Along with asking the city and the School Board to authorize a request for proposals for a solar array at CBHS, the Green Team also asked the board to revise the School Department’s energy policies to be more sustainable.
In addition, the team said the School Board, as well as individual school administrators, should encourage “concurrent efforts by students and schools to conserve energy.”
The six schools the Green Team is suggesting host solar arrays are Casco Bay High, which shares space with the Portland Arts and Technology High School, King Middle and Riverton, Ocean Avenue and Lyseth elementary schools, along with the East End Community School.
Solar panels either on the school roof or school grounds could supply as much as 79 percent of the energy used by the six schools, the Green Team said.

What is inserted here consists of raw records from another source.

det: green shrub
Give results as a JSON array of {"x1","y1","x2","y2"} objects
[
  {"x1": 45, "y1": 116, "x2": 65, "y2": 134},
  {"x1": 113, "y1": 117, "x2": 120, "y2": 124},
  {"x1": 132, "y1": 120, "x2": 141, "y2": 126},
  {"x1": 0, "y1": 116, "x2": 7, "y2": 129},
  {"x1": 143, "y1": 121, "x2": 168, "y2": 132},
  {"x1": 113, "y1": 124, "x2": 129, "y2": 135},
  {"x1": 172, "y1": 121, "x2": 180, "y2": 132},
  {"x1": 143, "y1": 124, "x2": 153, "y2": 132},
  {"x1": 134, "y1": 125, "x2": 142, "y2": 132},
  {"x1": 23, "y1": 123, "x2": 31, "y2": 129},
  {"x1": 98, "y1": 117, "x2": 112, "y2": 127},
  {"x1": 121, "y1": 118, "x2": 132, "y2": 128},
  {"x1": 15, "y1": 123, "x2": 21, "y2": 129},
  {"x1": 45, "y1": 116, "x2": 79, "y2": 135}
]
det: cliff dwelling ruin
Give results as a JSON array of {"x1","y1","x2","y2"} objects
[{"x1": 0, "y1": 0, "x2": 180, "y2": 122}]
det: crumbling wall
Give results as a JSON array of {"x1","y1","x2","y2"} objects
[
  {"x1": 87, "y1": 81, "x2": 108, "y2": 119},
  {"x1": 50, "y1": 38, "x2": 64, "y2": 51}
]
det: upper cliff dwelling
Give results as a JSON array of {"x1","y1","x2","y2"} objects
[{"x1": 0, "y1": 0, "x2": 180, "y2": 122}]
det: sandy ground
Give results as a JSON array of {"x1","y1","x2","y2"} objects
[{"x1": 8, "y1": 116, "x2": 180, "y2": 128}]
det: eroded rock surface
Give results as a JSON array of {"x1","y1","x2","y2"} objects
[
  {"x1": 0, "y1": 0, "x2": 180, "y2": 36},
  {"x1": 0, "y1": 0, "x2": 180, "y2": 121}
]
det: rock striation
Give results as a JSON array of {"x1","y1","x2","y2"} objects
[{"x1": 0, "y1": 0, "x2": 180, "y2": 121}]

Along with energy production, the team said the use of solar panels could be key to the creation of new science curricula that would center around renewable energy as a way to address the global climate change crisis.
The Green Team then presented the School Board with a specific proposal for a ground-based solar array at Casco Bay High that could produce up to 266,205 kWh of electricity annually at a cost of $728,900.
The team said solar has “extensive environmental benefits” and placing a solar array on the ground would provide “great public exposure” and provide a way to educate the wider community on renewable energy.
The team then showed a video of students at various schools across the city all expressing support for the SolaRISE Portland proposal.
One student at King Middle said that if “we want to survive on this planet … we have to switch to renewables. Unless we do something, we will have a very different life from our parents.”
School Board member Emily Figdor called the Green Team’s effort “inspiring” adding, “(you’ve) come to us with a really good first step” and “your voices have been really powerful so far.”
But she also cautioned that “change takes a lot of work.”
Saving money, paper
The Environmental Club at Portland High told the School Board that its new hand dryers should save $360 in paper towel expenses a month and said the seven dryers would also eliminate 720 pounds of trash per year from the school’s waste stream.
The student leaders of the club said the hand dryer initiative came from an exercise in which they discussed different ways of lessening the carbon footprint of the school and decided on a project to reduce the overall output of waste.
Installing the hand dryers, the club said, would also have “a positive cultural impact (by) spreading awareness about being environmentally friendly. We’re really excited to get the conversation going.”
The Dyson Airblade hand dryers should be installed by the end of the month and the Environmental Club will then track the impact, with the hope of replicating the project in other schools throughout the city.
A group of students from Portland schools tours the new municipal solar array, designed to power City Hall and Merrill Auditorium.